ब्रह्मण्याधाय कर्माणि सङ्गं त्यक्त्वा करोति य: |
लिप्यते न स पापेन पद्मपत्रमिवाम्भसा || 10||

brahmaṇyādhāya karmāṇi saṅgaṁ tyaktvā karoti yaḥ
lipyate na sa pāpena padma-patram ivāmbhasā

brahmaṇito God; ādhāyadedicating; karmāṇiall actions; saṅgamattachment; tyaktvāabandoning; karotiperforms; yaḥwho; lipyateis affected; nanever; saḥthat person; pāpenaby sin; padma-patrama lotus leaf; ivalike; ambhasāby water

Translation

BG 5.10: Those who dedicate their actions to God, abandoning all attachment, remain untouched by sin, just as a lotus leaf is untouched by water.

Commentary

Both Hindu and Buddhist scriptures abound with analogies of the lotus flower. The word is used as a respectful appellation while describing various parts of God’s divine body.
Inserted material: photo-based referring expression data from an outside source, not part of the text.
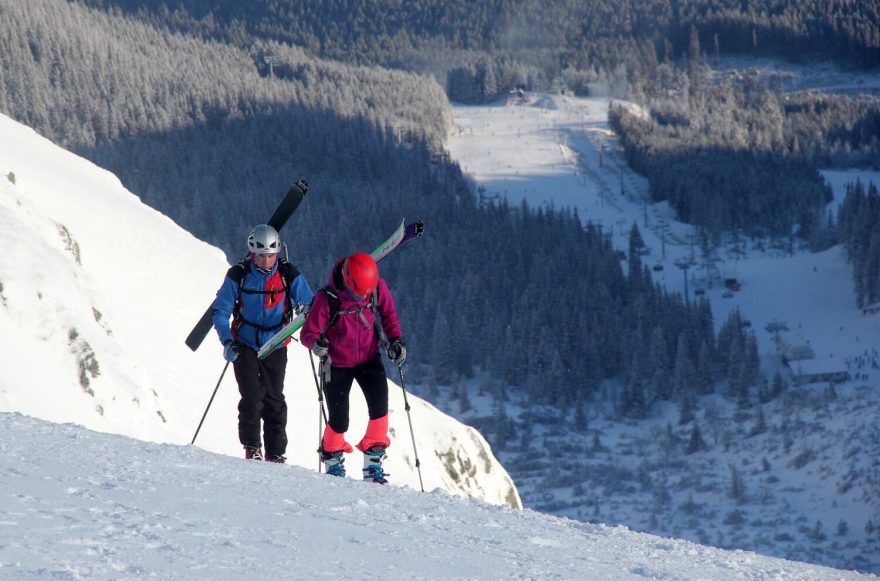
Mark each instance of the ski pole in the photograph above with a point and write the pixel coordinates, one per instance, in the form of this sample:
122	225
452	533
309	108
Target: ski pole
411	433
210	401
322	414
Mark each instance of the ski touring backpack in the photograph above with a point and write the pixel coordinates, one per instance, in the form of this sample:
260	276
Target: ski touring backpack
334	304
287	271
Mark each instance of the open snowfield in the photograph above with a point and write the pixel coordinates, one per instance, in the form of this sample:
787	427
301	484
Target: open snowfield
118	508
98	292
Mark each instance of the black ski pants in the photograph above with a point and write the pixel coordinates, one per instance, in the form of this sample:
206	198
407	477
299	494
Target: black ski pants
261	385
370	377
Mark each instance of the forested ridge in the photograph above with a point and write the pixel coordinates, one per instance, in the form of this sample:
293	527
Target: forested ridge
193	128
478	50
209	110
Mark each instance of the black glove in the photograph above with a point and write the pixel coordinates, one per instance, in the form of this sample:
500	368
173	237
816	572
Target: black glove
397	351
230	351
321	347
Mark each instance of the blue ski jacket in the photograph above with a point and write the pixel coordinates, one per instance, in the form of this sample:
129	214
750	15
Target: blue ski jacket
259	305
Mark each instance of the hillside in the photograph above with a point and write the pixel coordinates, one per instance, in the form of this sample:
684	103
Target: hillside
120	508
98	291
792	473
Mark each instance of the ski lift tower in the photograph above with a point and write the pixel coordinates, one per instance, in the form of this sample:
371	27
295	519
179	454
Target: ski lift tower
684	266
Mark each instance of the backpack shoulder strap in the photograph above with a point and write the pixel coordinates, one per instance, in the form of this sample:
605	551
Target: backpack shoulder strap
237	272
332	303
288	272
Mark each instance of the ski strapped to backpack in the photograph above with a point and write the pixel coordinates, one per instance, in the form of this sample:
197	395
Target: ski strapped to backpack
404	233
287	271
373	304
288	205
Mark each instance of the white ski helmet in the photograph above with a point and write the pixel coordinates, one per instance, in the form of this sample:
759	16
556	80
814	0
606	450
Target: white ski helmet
264	239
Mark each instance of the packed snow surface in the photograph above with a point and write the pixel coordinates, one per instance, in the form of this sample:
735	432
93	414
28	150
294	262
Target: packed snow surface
78	504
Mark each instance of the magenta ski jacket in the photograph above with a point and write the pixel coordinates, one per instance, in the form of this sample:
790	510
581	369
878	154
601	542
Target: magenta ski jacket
353	337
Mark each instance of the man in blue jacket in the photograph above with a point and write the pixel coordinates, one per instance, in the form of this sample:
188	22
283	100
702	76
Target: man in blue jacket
260	293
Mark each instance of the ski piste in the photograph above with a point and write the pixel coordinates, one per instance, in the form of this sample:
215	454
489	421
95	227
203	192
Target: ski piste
288	205
404	233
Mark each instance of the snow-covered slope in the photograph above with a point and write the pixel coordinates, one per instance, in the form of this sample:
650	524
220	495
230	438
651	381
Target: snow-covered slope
98	291
77	504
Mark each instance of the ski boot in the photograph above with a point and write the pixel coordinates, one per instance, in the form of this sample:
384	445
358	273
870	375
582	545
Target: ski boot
334	463
373	459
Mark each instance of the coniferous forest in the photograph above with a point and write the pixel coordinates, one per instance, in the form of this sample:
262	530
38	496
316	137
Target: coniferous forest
209	110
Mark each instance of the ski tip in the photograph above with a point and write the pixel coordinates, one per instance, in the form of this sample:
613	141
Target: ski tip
418	228
302	186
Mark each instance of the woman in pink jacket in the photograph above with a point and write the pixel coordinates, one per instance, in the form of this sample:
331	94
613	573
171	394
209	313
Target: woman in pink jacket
342	325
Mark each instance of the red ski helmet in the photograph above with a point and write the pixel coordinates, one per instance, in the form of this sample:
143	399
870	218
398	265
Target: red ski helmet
360	274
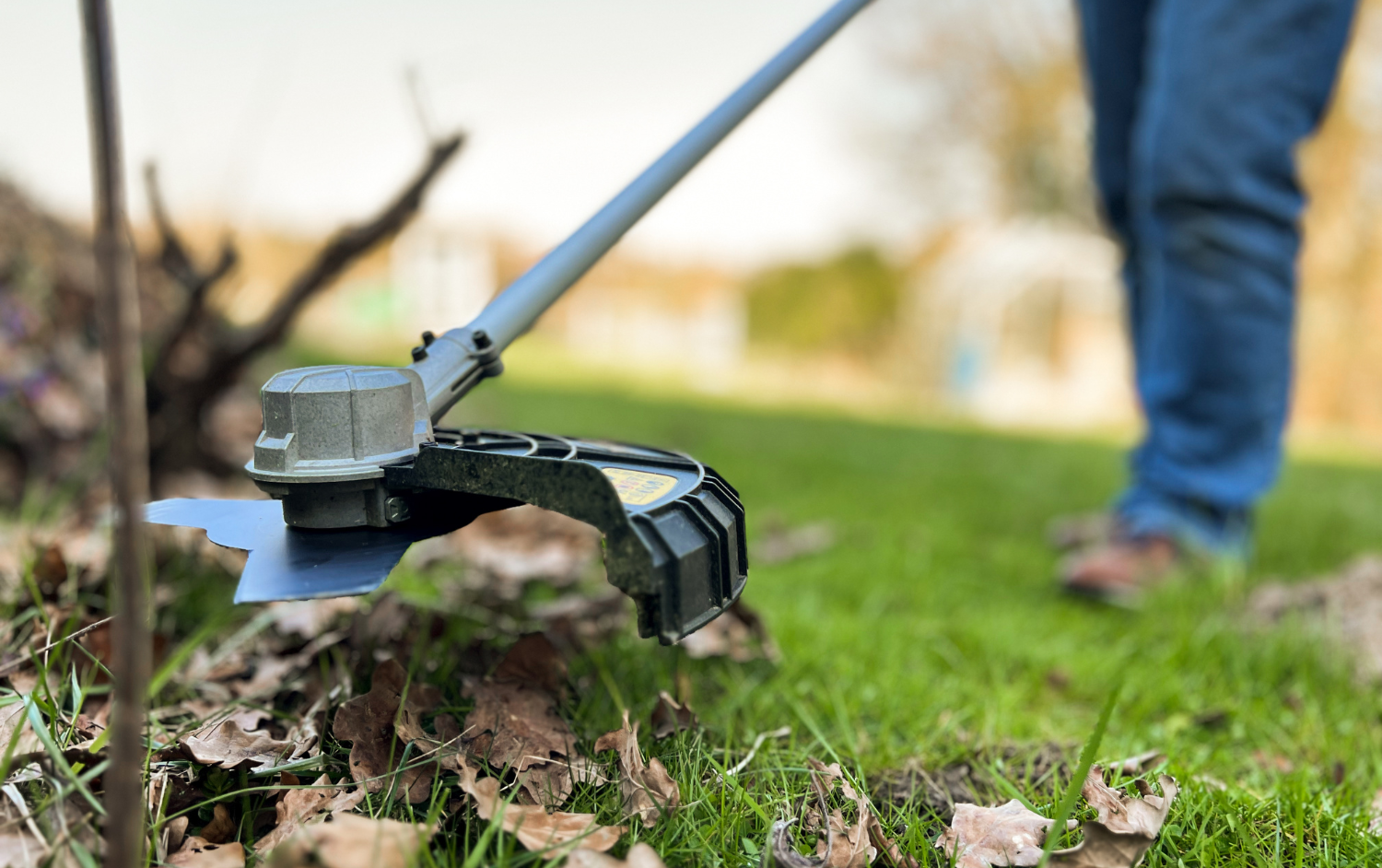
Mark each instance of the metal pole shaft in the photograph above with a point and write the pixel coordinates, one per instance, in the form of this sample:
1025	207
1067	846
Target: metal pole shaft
516	309
119	303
Hence charaṇ-kamal means “lotus-like feet,” kamalekṣhaṇa means “lotus-like eyes,” kar-kamal means “lotus-like hands,” etc.

Another word for the lotus flower is paṅkaj, which means “born from mud.” The lotus flower grows from the mud found at the bottom of the lake, yet it rises above the water and blossoms toward the sun. Thus, the lotus flower is often used in Sanskrit literature as an example of something that is born amidst the dirt, and rises above it while retaining its beautiful purity.
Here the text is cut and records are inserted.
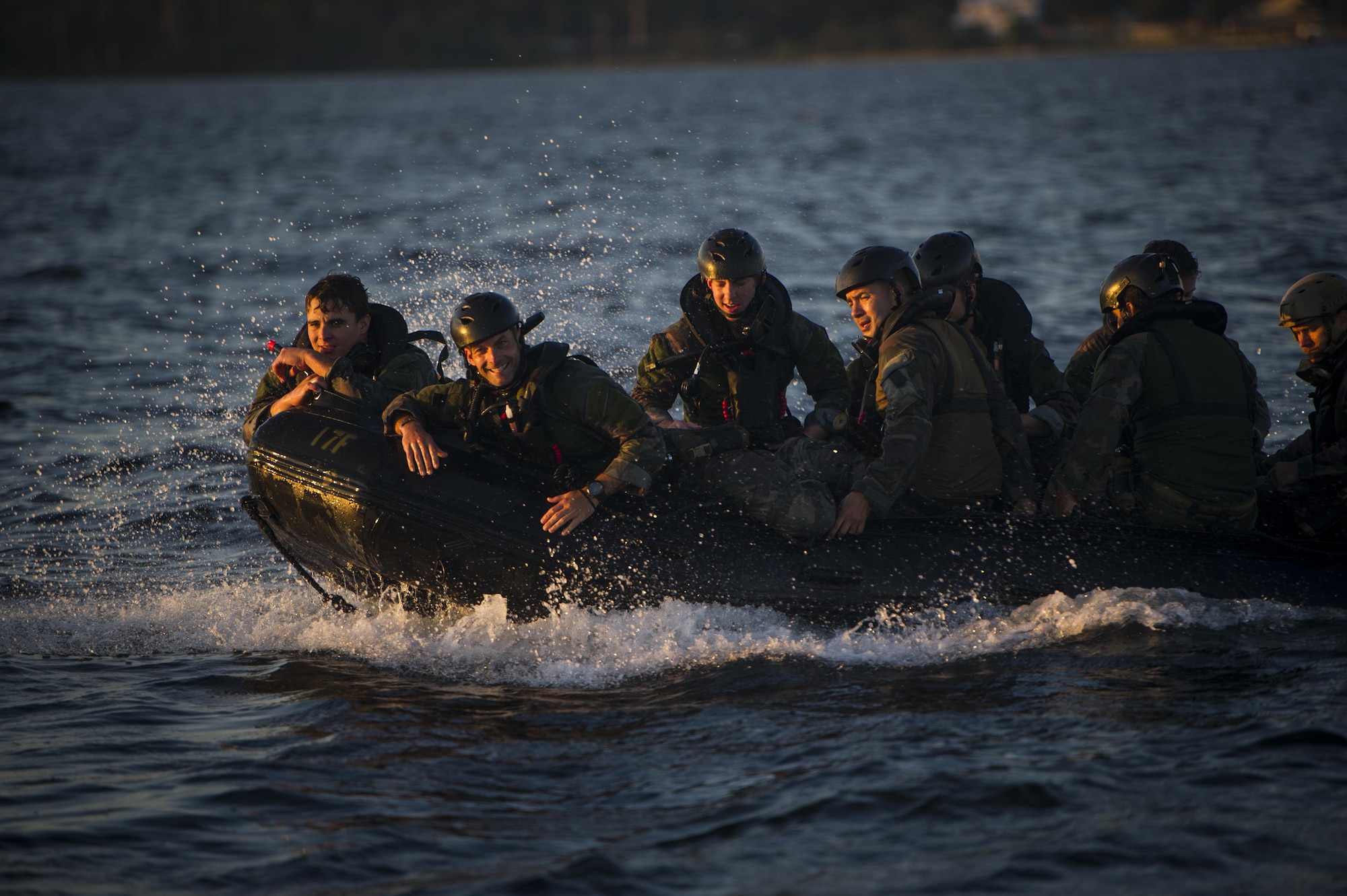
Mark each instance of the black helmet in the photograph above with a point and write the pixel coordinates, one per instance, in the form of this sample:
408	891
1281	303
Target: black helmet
876	263
731	254
1315	296
480	316
1154	275
949	260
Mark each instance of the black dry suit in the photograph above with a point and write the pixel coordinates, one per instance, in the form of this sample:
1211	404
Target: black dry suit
737	372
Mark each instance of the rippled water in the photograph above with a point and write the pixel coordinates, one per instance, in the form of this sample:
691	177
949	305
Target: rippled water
181	715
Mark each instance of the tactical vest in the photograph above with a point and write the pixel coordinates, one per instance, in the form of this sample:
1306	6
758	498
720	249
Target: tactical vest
865	420
1329	377
1193	424
742	384
535	420
1003	319
962	459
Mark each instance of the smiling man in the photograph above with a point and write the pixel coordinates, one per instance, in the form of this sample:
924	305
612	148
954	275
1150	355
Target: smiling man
1307	481
350	345
731	358
931	428
552	412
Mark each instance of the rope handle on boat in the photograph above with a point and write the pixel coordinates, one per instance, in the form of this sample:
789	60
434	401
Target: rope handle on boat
251	505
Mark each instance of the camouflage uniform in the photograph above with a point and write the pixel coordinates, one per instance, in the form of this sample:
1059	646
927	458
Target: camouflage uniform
742	382
1318	504
1080	373
363	374
1190	401
564	417
911	380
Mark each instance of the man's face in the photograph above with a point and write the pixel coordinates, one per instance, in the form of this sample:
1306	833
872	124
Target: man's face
733	296
871	304
336	331
1319	334
1190	284
496	358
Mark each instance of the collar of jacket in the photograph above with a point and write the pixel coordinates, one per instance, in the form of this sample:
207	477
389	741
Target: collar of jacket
762	323
1209	315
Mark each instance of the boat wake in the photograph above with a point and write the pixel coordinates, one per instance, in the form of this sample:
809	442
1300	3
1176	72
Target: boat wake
585	648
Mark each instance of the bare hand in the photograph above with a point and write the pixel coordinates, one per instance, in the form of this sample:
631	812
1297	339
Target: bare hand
300	361
1035	427
1065	504
568	512
852	514
422	452
301	394
1284	475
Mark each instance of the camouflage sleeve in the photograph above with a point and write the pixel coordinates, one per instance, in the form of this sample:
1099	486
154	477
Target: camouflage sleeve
1117	385
407	372
605	408
440	407
269	390
910	381
657	388
1053	399
1080	372
820	365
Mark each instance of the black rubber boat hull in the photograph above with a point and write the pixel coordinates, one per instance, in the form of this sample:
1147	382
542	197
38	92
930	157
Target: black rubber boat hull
339	498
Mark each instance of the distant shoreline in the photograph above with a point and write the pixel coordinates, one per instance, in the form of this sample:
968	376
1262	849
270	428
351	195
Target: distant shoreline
616	63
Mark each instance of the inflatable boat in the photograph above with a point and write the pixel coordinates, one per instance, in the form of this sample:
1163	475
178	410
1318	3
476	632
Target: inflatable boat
337	499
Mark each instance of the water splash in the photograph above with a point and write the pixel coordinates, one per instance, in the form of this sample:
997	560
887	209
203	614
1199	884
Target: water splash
588	648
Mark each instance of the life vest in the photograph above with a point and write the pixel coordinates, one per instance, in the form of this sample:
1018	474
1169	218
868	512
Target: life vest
1193	424
962	459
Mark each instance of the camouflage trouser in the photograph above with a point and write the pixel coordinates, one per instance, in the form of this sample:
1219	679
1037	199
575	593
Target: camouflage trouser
759	485
839	464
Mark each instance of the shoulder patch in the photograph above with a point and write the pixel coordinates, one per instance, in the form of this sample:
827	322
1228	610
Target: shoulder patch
898	362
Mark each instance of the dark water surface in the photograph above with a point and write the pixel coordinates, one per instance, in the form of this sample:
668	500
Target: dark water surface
180	715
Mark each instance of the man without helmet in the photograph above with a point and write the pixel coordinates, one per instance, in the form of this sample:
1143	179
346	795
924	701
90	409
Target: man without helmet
350	345
1187	397
731	358
1307	481
933	431
557	413
1080	373
995	312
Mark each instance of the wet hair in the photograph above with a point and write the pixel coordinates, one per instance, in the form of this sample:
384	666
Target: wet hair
1178	252
340	291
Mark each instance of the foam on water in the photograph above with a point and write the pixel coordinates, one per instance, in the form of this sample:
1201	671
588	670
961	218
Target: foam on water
587	648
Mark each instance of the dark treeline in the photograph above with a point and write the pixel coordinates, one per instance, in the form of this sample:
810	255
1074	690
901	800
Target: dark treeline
152	36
Further, the lotus plant has large leaves that float atop the water surface of the lake. Lotus leaves are used in Indian villages for plates, as they are waterproof, and liquid poured on them does not soak through, but runs off. The beauty of the lotus leaf is that, although the lotus owes its birth, growth, and sustenance to the water, the leaf does not permit itself to be wetted. Water poured on the lotus leaf runs off the side, due to the small hair growing on its surface.

With the help of the beautiful analogy of the lotus leaf, Shree Krishna says that just as it floats atop the surface of the lake, but does not allow itself to be wetted by the water, similarly, the karm yogis remain untouched by sin, although performing all kinds of works, because they perform their works in divine consciousness.